Public high school students in Windsor held a protest of their own Tuesday.
They were pleading for the return of extra-curricular activities.
Their public high school teachers stopped taking part in the activities more than a week ago in protest of Bill 115, which strips teachers of the ability to strike.
The handful of students from General Amherst and Harrow high schools demonstrated outside the local office of the Ontario Secondary Schools Teachers' Federation.
"As a senior, especially, it's a matter of extra help after school; getting accepted to university; reference letters; scholarship opportunities," said student Alex Leroux. "It's important to everyone else because it's prom committee, student council, all sorts of clubs at school, sports teams that keep kids out of trouble."

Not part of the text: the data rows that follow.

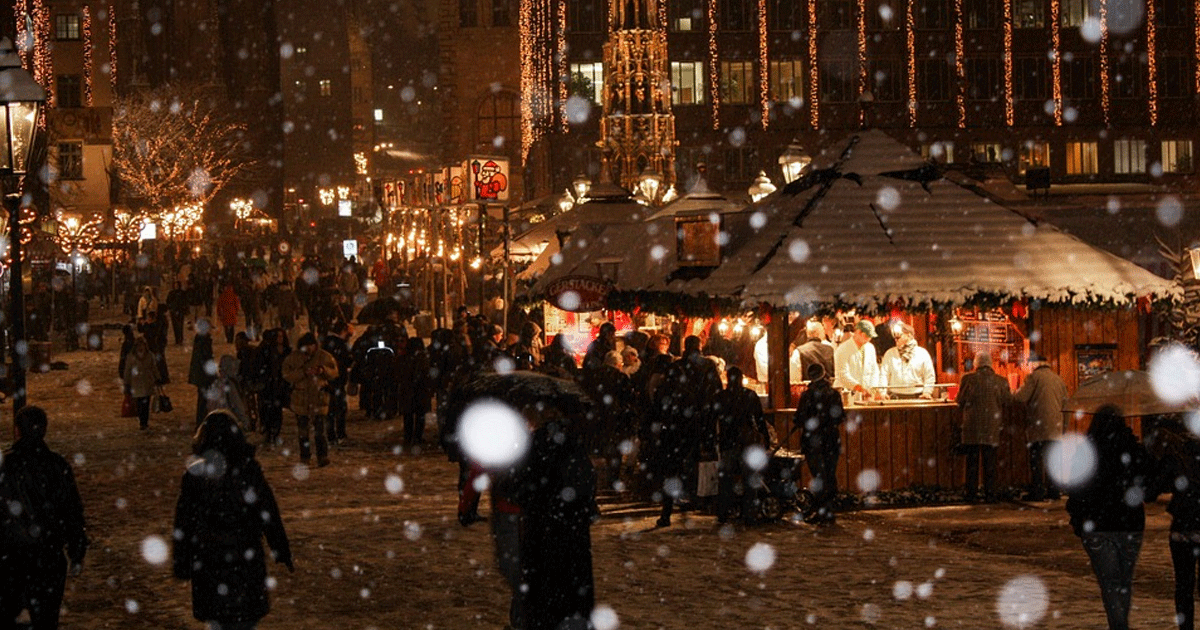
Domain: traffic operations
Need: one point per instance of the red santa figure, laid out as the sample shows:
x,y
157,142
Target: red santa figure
x,y
490,183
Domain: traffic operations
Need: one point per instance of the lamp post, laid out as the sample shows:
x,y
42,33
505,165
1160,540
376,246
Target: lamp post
x,y
21,97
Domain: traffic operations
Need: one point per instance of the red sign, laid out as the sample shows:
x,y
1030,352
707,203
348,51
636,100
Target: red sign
x,y
579,294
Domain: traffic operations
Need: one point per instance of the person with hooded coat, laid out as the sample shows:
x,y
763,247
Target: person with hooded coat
x,y
1107,510
225,509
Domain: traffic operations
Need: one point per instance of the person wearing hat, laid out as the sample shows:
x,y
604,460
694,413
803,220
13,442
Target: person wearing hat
x,y
1043,394
907,369
855,364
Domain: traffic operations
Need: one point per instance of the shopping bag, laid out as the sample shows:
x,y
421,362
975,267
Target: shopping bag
x,y
706,479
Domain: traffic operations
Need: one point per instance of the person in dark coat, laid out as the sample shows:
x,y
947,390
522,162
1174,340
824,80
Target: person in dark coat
x,y
202,370
225,509
741,425
33,569
819,417
337,345
684,403
1176,451
557,499
1107,510
415,393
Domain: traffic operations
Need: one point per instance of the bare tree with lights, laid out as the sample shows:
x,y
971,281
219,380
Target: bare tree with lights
x,y
173,148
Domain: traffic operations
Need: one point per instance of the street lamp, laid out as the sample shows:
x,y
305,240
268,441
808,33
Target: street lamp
x,y
793,161
21,97
761,187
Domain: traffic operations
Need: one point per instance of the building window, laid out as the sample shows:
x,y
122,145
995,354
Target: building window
x,y
934,79
66,27
687,82
1033,155
987,153
585,16
1030,15
737,15
887,81
1174,75
835,15
741,165
1128,157
502,12
939,151
933,15
737,82
71,160
1031,78
1079,78
69,90
499,118
587,81
983,79
1176,156
786,79
468,13
1129,79
838,81
1075,12
981,13
785,16
1081,159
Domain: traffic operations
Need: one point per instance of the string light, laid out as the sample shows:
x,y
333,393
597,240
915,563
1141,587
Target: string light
x,y
862,58
1104,60
911,42
1151,61
960,73
87,55
814,69
714,70
1056,61
763,65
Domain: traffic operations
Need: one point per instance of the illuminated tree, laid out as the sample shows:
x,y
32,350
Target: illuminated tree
x,y
173,148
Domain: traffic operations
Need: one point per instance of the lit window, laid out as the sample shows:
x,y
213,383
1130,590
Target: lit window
x,y
1128,156
786,79
71,160
1176,156
587,81
687,82
1081,159
1033,155
737,82
66,27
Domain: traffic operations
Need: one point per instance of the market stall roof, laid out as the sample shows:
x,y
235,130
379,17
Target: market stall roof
x,y
876,225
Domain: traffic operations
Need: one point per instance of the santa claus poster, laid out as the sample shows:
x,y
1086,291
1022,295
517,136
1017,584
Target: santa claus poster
x,y
489,179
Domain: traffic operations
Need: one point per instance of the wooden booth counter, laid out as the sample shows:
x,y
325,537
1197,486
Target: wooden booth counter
x,y
910,444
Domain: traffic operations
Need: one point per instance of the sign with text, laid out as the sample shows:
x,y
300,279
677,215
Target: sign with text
x,y
489,179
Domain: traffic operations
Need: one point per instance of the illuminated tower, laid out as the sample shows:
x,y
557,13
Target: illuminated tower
x,y
637,129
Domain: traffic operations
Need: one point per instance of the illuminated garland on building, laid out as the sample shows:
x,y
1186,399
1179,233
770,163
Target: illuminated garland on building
x,y
714,70
960,73
563,69
763,65
1008,61
1056,60
1151,63
911,42
862,60
814,70
87,55
1104,60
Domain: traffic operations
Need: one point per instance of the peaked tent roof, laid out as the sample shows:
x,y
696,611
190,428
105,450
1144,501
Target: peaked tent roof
x,y
879,226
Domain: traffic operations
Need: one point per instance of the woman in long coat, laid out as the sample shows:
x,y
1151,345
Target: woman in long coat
x,y
225,509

Taylar Boswell is in Grade 12 and says she's had to drop math because she's not getting the extra help she needs after school.
"I struggle with math but it's something that I need in order to become a police officer," she said.
But the local president of the OSSTF defends his members, who aren't staying behind to help students after school.
Jeff Brosseau says this is one of the few options teachers have to protest the government.
"Every member that participates in extra-curriculars recognizes the importance of it. And I empathise with the students and I totally understand why they'd be frustrated," he said. "But there are no clear solutions and limited possibilities for us to fight back on this."
Public high school teachers this week will vote on holding their own walkout in the new year.
"There are varying opinions out there on what strategies we should have for a fight-back campaign," Brosseau said. "Anything to be done to fight back against Bill 115 is better than doing nothing at all."
The vote will conclude at the end of this week.
More than half the public elementary school teachers in Ontario walked off the job Tuesday in their own protest.